世界を救うたびにバグる魔法少女をニートなおっさんの俺が止めます!
万和彁了
第1話 ふわふわに。出会い
誰もが誰かに見られてる。
―No More Pray, Only Play―
伊藤烝治はニートである。ぼさぼさの頭に伸びっぱなしの髭で古本屋の店先で本を読むさまは誰の目で見ても怪しげに見えた。だが街を行く人たちは彼を一瞥だけして興味を失って歩いていく。風が吹けばなるのは風鈴か木々の葉の音だけ。烝治は静かに読書を楽しんでいた。手に取っている本のタイトルは「Hugo Grotius, On the Law of War and Peace」であり、英語で書かれていた。
「変な落書きあるな。前の持ち主は読み方がわからないやつだったみたいだな」
暢気にひとり言を言いながら本の落書きを擦って消そうとしている。だが消えず、烝治は諦めて大人しく本を棚に戻した。そして店から離れようと一歩踏み出した瞬間。周りの風景が変わったことに気がついた。
「……なんだ?フワフワしてる?」
淡い光の靄のようなものが街に降りていた。だが視界はクリアだ。違和感だけが烝治の胸にたまっていく。街の中を歩く。するとすれ違う人々がぼーっとスマホだけを掲げて突っ立っているのを見た。
「何を撮りたいんだ?なにを?」
ジョージは人々のスマホの先が一点で結ばれていることに気がついた。するとそこに影が現れる。それはだんだんと何かの形を作っていく。人の形だった。そしてきーんという音と共に影が砕けて中から青白いろう人形のような巨人が現れた。
「……え?これって……」
烝治はただ茫然とする。何か記憶に引っかかるような気がした。だけど思い出せない。頭が痛い。烝治は眉間を手で押さえる。巨人は暴れ出す。周囲のビルを殴ったり、道路を踏みつぶして街を壊していく。人々はそれをただぼーっとスマホで撮っていた。
「逃げなくていいのかよ?俺がおかしいのか?」
「街を壊すのはやめなさい!」
近くのビルの上から女の声がした。そこにはセーラー服を着た女の子がいた。
「いくら炎上したって暴れちゃダメ!わたしが浄化してあげる!変身!」
そう言いながら女の子は飛び降りた。そしてその体は光に包まれる。靴から徐々に光は解かれる。そして地面に着地するときにはファンシーで可愛らしいドレスのような姿になっていた。手にはM1ガーランドに似た銃剣のついたライフルが握られている。
「えい!」
女の子はライフルを構えた。だが銃床は肩の上にあった。慣れてない。そう烝治は思った。銃はピロピロとした音を鳴らしながら光の弾を放った。それが巨人に当たり、よろけさせた。だがまだ巨人は暴れ続けていた。
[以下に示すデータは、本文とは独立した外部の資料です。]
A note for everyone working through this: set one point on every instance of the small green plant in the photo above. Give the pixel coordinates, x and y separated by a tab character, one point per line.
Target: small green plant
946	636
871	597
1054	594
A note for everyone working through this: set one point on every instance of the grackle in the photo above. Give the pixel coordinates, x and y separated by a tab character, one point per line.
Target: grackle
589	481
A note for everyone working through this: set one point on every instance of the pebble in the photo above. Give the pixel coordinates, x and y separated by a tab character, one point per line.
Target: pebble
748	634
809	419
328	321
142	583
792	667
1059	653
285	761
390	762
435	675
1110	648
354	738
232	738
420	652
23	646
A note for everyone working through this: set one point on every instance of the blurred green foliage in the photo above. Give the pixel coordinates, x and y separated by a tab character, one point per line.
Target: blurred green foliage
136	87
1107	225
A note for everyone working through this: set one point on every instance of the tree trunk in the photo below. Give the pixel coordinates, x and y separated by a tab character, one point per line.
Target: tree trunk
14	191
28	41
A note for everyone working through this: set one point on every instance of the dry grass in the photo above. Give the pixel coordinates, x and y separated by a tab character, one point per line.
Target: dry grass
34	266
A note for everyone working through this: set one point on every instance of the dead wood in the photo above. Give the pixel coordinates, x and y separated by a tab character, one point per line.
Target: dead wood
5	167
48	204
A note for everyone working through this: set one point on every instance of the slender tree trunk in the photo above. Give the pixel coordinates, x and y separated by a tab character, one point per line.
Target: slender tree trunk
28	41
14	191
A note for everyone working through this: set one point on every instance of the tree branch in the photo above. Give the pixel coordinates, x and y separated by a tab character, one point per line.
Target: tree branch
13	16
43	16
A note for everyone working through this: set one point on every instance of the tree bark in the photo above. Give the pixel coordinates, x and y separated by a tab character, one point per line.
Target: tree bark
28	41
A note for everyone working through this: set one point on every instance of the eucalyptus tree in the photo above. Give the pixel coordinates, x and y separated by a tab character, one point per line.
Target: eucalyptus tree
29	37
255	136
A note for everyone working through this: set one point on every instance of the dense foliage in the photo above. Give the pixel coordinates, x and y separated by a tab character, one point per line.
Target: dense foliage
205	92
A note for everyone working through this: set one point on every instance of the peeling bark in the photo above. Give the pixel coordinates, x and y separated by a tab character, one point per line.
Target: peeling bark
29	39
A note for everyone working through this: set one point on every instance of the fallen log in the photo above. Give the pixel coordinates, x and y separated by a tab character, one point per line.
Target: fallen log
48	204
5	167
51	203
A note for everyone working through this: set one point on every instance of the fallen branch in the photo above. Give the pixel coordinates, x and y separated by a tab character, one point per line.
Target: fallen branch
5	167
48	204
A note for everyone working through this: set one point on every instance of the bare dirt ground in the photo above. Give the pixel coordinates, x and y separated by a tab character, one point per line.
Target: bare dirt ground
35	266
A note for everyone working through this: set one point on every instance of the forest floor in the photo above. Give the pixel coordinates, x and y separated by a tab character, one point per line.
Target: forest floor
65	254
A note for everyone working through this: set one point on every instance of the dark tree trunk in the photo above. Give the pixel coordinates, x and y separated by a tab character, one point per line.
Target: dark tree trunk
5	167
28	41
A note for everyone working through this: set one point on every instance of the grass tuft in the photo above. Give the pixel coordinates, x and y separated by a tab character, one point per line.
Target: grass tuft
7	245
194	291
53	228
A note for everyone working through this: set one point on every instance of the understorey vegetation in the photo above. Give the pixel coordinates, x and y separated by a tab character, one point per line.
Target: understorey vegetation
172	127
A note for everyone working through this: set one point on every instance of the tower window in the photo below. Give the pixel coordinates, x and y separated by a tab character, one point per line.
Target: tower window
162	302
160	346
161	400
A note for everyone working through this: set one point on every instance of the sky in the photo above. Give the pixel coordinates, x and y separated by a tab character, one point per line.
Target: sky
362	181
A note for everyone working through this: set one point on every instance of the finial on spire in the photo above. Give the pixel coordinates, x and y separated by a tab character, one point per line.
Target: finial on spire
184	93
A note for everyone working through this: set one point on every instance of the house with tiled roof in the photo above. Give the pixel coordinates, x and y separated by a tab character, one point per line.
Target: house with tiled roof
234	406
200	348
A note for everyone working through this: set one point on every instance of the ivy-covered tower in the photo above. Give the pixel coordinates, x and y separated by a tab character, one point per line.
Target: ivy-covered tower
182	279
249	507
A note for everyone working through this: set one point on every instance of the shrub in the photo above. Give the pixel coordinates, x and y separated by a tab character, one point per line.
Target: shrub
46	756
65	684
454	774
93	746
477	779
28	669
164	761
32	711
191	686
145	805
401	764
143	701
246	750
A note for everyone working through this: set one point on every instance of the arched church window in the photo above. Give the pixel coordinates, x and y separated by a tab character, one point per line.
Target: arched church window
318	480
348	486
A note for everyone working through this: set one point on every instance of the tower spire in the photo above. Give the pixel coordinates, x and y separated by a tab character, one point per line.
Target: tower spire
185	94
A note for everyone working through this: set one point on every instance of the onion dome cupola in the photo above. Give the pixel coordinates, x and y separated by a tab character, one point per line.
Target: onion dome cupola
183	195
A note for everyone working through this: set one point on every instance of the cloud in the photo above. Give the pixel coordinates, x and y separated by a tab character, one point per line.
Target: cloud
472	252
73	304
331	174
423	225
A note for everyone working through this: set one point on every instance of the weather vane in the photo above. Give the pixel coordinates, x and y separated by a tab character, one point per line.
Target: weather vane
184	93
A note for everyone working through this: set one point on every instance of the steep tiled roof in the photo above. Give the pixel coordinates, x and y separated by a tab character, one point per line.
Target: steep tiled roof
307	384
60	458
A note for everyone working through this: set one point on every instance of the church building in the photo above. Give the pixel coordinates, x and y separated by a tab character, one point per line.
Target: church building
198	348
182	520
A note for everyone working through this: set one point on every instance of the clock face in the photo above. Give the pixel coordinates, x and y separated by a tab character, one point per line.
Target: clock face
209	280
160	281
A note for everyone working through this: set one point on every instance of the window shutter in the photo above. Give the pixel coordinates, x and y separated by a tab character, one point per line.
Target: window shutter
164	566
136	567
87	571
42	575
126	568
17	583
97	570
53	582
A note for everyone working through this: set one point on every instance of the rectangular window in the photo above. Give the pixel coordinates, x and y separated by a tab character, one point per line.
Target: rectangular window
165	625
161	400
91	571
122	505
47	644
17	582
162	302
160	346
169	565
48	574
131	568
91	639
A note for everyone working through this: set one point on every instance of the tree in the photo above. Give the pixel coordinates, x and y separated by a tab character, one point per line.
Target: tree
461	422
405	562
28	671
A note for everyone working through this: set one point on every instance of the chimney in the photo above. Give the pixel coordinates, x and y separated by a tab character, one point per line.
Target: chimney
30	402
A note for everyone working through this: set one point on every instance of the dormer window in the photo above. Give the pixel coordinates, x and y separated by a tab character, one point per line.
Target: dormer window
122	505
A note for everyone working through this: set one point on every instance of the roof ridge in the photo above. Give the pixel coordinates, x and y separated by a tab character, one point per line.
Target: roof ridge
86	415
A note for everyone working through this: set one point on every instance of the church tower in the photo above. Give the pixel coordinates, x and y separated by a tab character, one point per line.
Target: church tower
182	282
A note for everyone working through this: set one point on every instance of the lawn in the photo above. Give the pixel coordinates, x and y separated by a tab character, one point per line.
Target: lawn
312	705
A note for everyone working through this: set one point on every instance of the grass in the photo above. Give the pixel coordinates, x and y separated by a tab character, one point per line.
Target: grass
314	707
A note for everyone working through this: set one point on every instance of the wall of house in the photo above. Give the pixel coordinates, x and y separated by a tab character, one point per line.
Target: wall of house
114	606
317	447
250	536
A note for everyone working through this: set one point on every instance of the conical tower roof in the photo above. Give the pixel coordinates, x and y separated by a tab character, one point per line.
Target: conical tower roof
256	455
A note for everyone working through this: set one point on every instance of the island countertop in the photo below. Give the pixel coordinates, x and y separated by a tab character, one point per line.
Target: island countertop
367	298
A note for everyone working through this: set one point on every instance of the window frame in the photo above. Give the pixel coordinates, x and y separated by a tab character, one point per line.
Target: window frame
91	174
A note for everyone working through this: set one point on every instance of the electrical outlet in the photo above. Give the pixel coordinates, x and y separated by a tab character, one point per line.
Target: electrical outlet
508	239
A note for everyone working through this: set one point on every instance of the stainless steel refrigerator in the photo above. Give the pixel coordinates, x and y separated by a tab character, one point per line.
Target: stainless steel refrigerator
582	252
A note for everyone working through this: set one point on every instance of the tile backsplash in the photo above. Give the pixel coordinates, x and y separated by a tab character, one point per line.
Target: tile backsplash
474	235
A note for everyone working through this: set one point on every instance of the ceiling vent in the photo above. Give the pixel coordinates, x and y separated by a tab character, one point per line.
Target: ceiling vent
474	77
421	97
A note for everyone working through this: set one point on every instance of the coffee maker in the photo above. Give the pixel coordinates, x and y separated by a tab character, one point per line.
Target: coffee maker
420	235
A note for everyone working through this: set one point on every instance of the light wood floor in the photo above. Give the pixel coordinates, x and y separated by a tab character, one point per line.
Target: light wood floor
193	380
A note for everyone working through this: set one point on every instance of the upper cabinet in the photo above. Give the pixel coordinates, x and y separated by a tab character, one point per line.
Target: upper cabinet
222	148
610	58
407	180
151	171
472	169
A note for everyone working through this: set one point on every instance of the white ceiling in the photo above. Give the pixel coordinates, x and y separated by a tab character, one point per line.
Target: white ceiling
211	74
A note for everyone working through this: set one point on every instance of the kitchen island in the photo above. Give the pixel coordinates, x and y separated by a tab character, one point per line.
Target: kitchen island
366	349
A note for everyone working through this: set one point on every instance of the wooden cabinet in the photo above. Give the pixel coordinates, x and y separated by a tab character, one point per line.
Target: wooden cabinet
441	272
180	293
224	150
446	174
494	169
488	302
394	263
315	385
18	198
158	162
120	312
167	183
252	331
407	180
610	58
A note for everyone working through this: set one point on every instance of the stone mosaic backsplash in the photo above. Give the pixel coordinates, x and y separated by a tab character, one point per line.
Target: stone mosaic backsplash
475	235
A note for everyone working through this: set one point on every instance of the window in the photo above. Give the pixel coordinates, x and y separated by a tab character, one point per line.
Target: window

「まだ暴れるんだね?これならどう?!我は炎を鎮めるもの!すべては燃え落ち灰に帰れ!Arde ad cineres!!」
女の子がそう唱えると足元に大きく何かの文様が円形に広がっていき、銃口に光が収束していった。そして女の子は引き金を引いて、それは放たれた。人々はそれをスマホでパシャパシャ撮っていた。
「ooooooooooooooooooooooooooooooooow!」
巨人はその光に飲み込まれて一気に燃え上がり消滅した。
「焼却完了!!」
女の子は可愛らしくも誇らしげに笑う。そして持っていたライフルが消えて服装もセーラー服に戻る。
「ふう。これで平和が守られたね。ってあれ?」
烝治と女の子の目があった。
「スマホを構えてない?え?意識あるの?え?ええ?!」
女の子は慌てふためく。烝治はそれをただ冷静に見ていた。
「目が青いし外人さんだよね?I have English!!」
「Easy there, miss. You don’t need to speak English if you don’t want to.」
「わ?!どうしよう!全然わかんない?!」
「落ち着きな。日本語ならわかるよ」
烝治がそう言うと、女の子は目を丸くして言った。
「あの。今の戦い見てました?」
「うん。見てたけど」
「あの!誰にも言わないでください!!」
「なんでさ?」
「こんなのことがみんなに知られたらパニックになっちゃう!だから駄目なの!」
「……あー。まあそうだね」
「絶対に絶対に言わないでくださいね!」
そう言って女の子は去っていく。そして靄は晴れていき、人々がスマホを掲げるのをやめた。
「あれ?俺何してたんだ?」「なにかあったっけ?」「いけない!遅刻しちゃう!」
人々は何事もなかったかのように日常に戻っていった。だけど烝治だけが違和感の中に取り残されたのだった。